Unfortunately, life doesn’t add up like a mathematical formula. People all over the world don’t get what they do deserve, and do get things that they don’t deserve, like poverty, disease, and war. Refugees who have to flee their homes and their countries don’t usually deserve such a fate. The victims of physical and sexual abuse never deserve what they get. Plane crashes, fires, hurricanes and tornadoes all leave behind people who didn’t deserve what they got.
Many people curse God and blame Him for all the bad things that happen. They, like you, use a kind of mathematical formula to say good behavior shouldn’t yield a bad result.
How ironic that the best example of a person who received the opposite of what they deserved is Jesus Christ, the Son of God Himself. Since He was the best person who ever lived and the only person who never sinned, He certainly deserved a long and happy life, and yet, as we know, that’s not what He got. Instead, He was killed on a cross, even though He did nothing to deserve such a fate.
All of the rest of us have sinned, so we are the ones who deserve the punishment for our sins.
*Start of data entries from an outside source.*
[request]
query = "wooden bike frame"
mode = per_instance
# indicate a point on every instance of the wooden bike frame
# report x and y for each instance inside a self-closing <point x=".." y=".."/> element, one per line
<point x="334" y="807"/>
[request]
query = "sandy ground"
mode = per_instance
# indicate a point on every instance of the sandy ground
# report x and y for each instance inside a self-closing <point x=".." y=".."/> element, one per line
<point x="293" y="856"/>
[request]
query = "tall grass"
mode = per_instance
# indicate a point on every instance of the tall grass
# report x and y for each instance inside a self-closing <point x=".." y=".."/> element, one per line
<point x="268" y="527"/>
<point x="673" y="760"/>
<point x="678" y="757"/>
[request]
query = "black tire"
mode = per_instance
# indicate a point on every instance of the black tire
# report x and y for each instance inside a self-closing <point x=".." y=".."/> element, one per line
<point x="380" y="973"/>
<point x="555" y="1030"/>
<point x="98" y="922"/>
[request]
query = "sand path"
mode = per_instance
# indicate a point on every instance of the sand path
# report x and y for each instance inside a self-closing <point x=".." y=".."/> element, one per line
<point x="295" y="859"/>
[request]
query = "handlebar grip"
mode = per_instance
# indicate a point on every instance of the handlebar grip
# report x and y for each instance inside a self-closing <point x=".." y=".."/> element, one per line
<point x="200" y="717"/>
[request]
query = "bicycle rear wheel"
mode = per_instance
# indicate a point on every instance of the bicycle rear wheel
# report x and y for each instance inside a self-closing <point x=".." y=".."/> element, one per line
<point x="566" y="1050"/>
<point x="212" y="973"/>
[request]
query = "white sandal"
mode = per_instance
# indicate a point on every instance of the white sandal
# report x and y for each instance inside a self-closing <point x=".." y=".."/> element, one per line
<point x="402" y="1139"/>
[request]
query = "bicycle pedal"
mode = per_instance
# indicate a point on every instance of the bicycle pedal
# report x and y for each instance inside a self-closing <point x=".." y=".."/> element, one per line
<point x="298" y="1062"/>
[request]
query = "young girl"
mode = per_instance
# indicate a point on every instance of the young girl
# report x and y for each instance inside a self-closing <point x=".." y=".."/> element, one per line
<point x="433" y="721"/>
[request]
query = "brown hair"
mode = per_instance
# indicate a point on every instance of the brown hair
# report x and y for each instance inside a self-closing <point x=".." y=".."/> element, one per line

But because Jesus Christ died in our place, we can have what we don’t deserve: full and eternal life.
Of course, you did nothing to cause your husband’s death, just as he did nothing to cause it. God chose to take him to heaven much sooner than you expected, but that was not designed to be a punishment for either of you. When you judge your husband’s death to be a punishment, it is no wonder that you ask yourself what you did to deserve it. But the real questions that you should ask yourself are, “Do I trust God? Am I close enough to Him to know that He will make something beautiful out of my life after the grieving is done?”